Want Buzz? Be Interesting (and don’t put up barriers to conversation)

A few weeks ago, at the AlwaysOn Media conference in New York, there was a panel titled “Can Brands Get Away with ‘Buzz Marketing’ in the Blogosphere” – it was moderated by Jeff Jarvis (BuzzMachine), and included Rick Murray (Womma, me2revolution, Edelman), Gordon Gould (ThisNext), Barry Reicherter (Porter Novelli), and David Weinberger (Joho the Blog).

I was intrigued by an article in Information Week (“Blogger Smackdown at AlwaysOn“) which concluded:

The debate quickly escalated from a discussion of whether buzz marketing was feasible to whether marketing through blogs even made sense. Online blog marketing firm PayPerPost was savaged by both Jarvis and Weinberger, with PayPerPost’s CEO present in the room trying unsuccessfully to defend himself.

The video from the session is online at the AlwaysOn Media site, though they don’t provide any simple way to link to or bookmark a specific session. Instead, go to this webcast archive page, scroll down to where the session title is, and click on the icon in the video archive column. (Actually, there are lots of good sessions available – including the keynote on “Surviving the Media Disruption” – but beware, the volume varies wildly).

Unfortunately that the conference’s own site seems to be missing out on some of the opportunities social media presents – thy’ve got all this great video content, with significant speakers and good topics, but there’s no way to share the videos – blog, email, download, or embed. In addition, though they show chat from the live event (in fact there’s no way to turn off the chat while watching the archived video – it’s all in one embedded flash player), but there’s no forum for comments or ongoing discussion. When you combine that with the fact that you can’t even link to a particular video, it becomes very difficult (as evidenced by the description above) to talk about and point to the sessions.

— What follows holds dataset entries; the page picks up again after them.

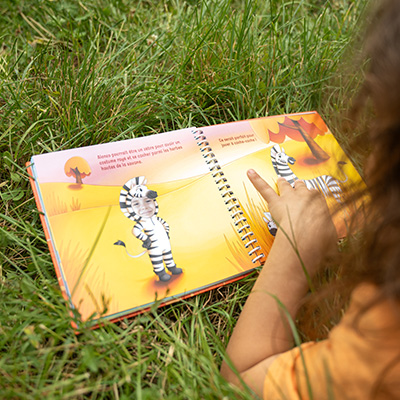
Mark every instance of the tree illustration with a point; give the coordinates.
(302, 128)
(78, 168)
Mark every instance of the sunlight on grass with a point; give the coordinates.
(82, 73)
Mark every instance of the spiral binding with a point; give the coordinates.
(236, 212)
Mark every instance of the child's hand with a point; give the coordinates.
(302, 215)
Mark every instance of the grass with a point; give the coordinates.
(75, 73)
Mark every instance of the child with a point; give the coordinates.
(361, 357)
(139, 203)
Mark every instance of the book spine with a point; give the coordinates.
(239, 220)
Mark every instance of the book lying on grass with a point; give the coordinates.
(167, 216)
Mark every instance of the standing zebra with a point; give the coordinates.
(139, 204)
(326, 184)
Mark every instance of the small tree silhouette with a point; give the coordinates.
(297, 127)
(78, 168)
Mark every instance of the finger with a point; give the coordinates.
(283, 186)
(263, 188)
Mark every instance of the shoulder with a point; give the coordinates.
(360, 358)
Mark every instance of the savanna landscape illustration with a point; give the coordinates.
(86, 221)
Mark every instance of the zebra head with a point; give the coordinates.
(135, 188)
(280, 160)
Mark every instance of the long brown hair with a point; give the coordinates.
(377, 260)
(372, 253)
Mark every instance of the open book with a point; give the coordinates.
(167, 216)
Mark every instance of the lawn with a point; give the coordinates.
(75, 73)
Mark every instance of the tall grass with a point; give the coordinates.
(75, 73)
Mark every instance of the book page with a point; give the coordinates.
(86, 217)
(312, 154)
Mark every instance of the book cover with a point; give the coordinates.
(167, 216)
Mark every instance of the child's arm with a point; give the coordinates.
(262, 332)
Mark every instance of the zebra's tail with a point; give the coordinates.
(341, 164)
(121, 243)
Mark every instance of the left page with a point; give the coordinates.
(108, 253)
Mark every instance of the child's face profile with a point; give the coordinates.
(144, 207)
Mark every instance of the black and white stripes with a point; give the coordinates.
(326, 184)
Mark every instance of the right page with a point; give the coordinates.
(295, 146)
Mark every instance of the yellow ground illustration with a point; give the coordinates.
(102, 280)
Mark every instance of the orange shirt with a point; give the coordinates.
(359, 360)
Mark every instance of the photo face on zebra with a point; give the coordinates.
(144, 207)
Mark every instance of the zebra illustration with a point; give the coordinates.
(325, 184)
(270, 223)
(139, 204)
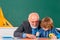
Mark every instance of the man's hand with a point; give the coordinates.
(30, 36)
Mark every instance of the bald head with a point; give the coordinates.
(33, 19)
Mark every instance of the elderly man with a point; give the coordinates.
(28, 28)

(Ok, so it isn’t that hard for a person to follow the above directions – but the whole point of links is to be machine discoverable and one-click, not “describable in less than two sentences”).

They’ve managed the first part – made the conference content interesting – but have failed the second part by putting up barriers to the conversation. I suppose it is only fair to give them credit for making the video content available at all – when many conferences will only make video available to atteendees or paid subscribers – but a simple tweak or two to allow a specific url to be assigned to each session would make a world of difference.

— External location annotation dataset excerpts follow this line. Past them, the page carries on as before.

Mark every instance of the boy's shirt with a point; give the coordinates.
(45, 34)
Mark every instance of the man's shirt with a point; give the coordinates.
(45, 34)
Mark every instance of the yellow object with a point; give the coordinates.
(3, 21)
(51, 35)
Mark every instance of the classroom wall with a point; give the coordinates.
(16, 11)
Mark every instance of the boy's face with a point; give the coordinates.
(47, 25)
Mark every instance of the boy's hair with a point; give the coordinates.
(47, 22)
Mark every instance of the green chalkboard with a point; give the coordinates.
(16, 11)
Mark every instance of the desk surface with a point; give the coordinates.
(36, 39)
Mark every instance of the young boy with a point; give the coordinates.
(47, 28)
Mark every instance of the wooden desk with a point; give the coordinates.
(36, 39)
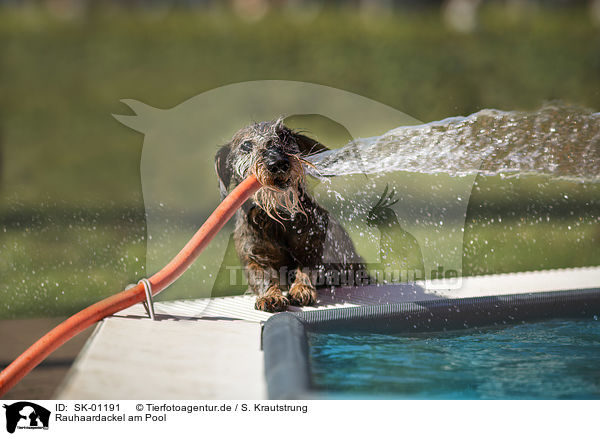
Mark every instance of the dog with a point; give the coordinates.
(283, 237)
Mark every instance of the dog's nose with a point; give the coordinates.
(277, 162)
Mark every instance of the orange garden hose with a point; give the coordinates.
(14, 372)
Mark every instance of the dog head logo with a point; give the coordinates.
(178, 158)
(26, 415)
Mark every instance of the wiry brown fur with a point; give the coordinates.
(281, 231)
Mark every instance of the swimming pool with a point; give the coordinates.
(556, 359)
(523, 346)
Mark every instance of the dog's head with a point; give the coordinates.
(275, 154)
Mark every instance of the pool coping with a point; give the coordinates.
(285, 335)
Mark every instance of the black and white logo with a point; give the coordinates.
(26, 415)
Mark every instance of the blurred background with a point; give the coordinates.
(72, 224)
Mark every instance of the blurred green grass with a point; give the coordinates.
(71, 209)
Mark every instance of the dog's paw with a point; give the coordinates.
(302, 295)
(271, 303)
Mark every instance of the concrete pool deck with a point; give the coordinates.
(210, 348)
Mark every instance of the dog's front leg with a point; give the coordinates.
(302, 292)
(265, 283)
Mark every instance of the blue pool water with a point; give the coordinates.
(558, 359)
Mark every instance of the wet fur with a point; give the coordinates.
(282, 234)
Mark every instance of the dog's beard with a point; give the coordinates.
(274, 200)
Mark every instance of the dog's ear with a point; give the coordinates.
(222, 169)
(308, 146)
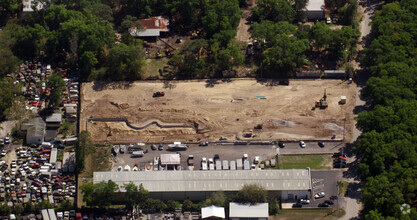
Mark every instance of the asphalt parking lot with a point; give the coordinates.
(325, 181)
(226, 152)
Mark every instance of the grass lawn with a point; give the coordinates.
(153, 66)
(311, 214)
(320, 162)
(343, 185)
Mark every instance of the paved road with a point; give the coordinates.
(351, 200)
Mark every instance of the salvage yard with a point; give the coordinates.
(212, 109)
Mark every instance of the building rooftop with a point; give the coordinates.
(248, 211)
(225, 180)
(35, 128)
(315, 5)
(212, 211)
(151, 27)
(54, 118)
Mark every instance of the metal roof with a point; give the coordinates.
(225, 180)
(212, 211)
(36, 128)
(315, 5)
(248, 211)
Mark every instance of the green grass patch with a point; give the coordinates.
(320, 162)
(153, 66)
(343, 185)
(311, 214)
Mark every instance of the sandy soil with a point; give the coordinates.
(213, 111)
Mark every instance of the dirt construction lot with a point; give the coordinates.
(214, 109)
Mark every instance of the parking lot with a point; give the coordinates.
(226, 152)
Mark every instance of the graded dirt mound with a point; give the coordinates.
(212, 109)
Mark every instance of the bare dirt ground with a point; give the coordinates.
(214, 109)
(243, 34)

The heart of the “smackdown”  is the PayPerPost, which  pays bloggers to post about things on behalf of advertisers. As of December 2006, they require bloggers to disclose blog posts which are paid, but this disclosure requirement itself came only recently and after pressure from the community.

What both Weinberger and Jarvis object to – and I share their concern – is that PayPerPost ultimately makes it more difficult to tell true passion from paid endorsement, and more difficult to tell honest recommendations from advertisements. Pay Per Post didn’t invent this problem, but it makes things worse rather than better.

What about ThisNext, whose CEO was also on the panel?

One could argue that they are also blurring the line between passion and paid recommendation: their platform enables people to make recommendations about products they like – including affiliate links through which users are compensated for purchases driven by their recommendations. All affiliate relationships essentially provide a kickback for the recommending user. Is it because they are explicitly in the context of a recommendation – and generally though not universally disclosed – that these relationships are relatively free of controversy?

(In the interest of full disclosure – I’ve had an Amazon affiliate account since maybe 1996 – I’ve made less than $5 from that relationship over that 10+ years).

As social bookmarking, social networking, and collaborative filtering applications become increasingly popular, how will we deal with the influence of marketing dollars?

In addition to folks like PayPerPost, we also need to be ready for  “human powered social bookmarking services” like this one.

Over time, we’ll all need to get much more sophisticated about identifying paid influence in its various forms. Users will need to learn to apply the traditional caveat lector to the all kinds of messages, even those which don’t look like “marketing.” Develoeprs and site creators will need to create new techniques for highlighting disclosure and filtering / flagging paid endorsements from unpaid.

2 Comments

  1. Great post, John. I find astroturfing–online and offline–offensive, destructuve, and annoying as hell. But, I do wonder if Weinberger and other “top shelf” bloggers think that the blogrolling that made them “top shelf” was not a variant form of this? remember when we saw Weinberger a few years ago now and he told the story of the passionate Maytag owners? Even then I would have assumed that those people were either 1) paid by Maytag or 2) so insane that I could not take their rah-rah for the new front-loading models seriously. I think that makes me a cynic.